The Sunday start provides greater flexibility for schedule makers spreading the first round out over three days instead of the traditional two days.

“We’ve listened to feedback from the players and fans and are excited to deliver a solution to minimize late finishes while continuing to provide a fair and equitable schedule on the stadium courts,” Australian Open Tournament Director Craig Tiley said. “The additional day will achieve this, benefiting scheduling for fans and players alike. The first round will now be played over three days instead of two, also giving fans an extra day of unbelievable tennis, entertainment, food and family fun.

“Every year our team works hard to bring fans an event that feels new and exciting, and this is another opportunity to grow what is already the biggest annual sporting event in the world in January.”

The 2024 Australian Open is set for January 14-28th.
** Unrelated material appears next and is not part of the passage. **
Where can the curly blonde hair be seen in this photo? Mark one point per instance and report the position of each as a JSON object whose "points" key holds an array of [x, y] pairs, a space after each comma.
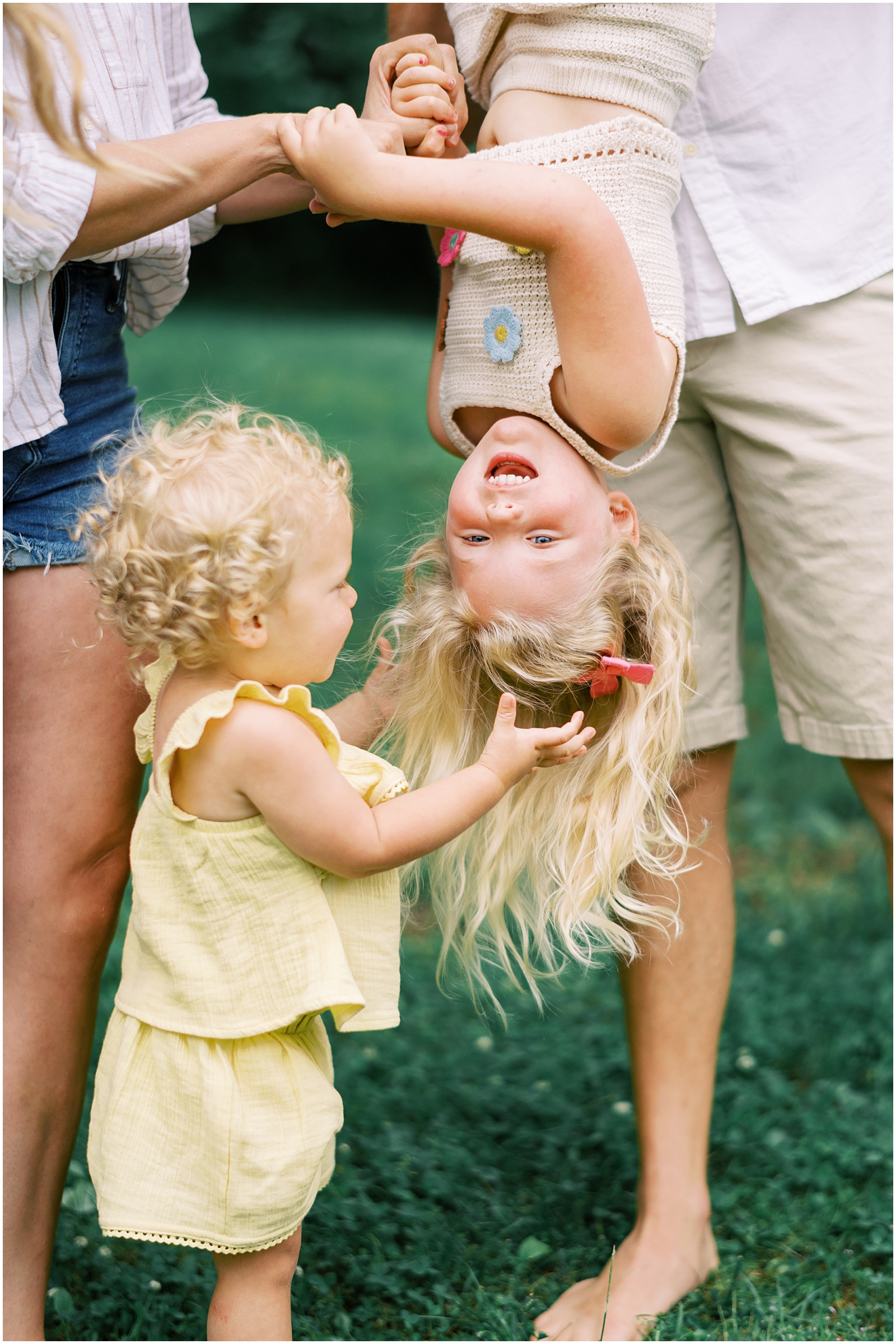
{"points": [[202, 521], [546, 875]]}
Tickets go on sale on Thursday, October 12th.

AO officials say the Sunday start "increases the number of AO sessions in the three arenas from 47 to 52. The day session at Rod Laver Arena and Margaret Court Arena will feature a minimum of two matches, down from three, to limit the potential of late finishes. Night sessions will continue to feature a minimum of two matches and the John Cain Arena schedule also remains the same."

Ten-time champion Novak Djokovic is reigning AO men's champion and world No. 1 Aryna Sabalenka is defending Australian Open women's champion.

Interestingly, the Australian Open, which features three stadium courts with retractable roofs, joins Roland Garros as the second 15-day Slam.

There has been growing speculation the US Open will also follow suit and expand to 15 days. 

Novak Djokovic's successful hunt for history and 19-year-old Coco Gauff's dramatic run to her maiden major championship captivated US Open fans who flocked through the gates at Flushing Meadows.

The 2023 US Open set two- and three-week attendance records and becoming the first Grand Slam to welcome more than 950,000 spectators over a three-week period. The US Open welcomed 957,387 fans over the 20 days encompassing the Main Draw and Fan Week, a near 8-percent increase over 2022.

It is believed US Open officials are targeting a 1 million attendance mark as their tennis holy grail.

If the US Open follows the AO and Roland Garros with a Sunday start, it would almost certainly eclipse its magic 1 million mark.

Tournament organizers have long maintained that a Sunday start makes sense because fans are off of work and school on Sunday and can attend matches or watch on TV creating instant energy and buzz whereas a Monday start, at some Slams, can feel dead as stadium seats are sometimes empty in Monday morning majors.

Players counter they are now being asked to do an extra day of work without compensation (though Slams have been increasing prize money since the pandemic ended) and even adding one extra day shortens an already sparse off-season requiring them to prepare earlier or risk injury Down Under.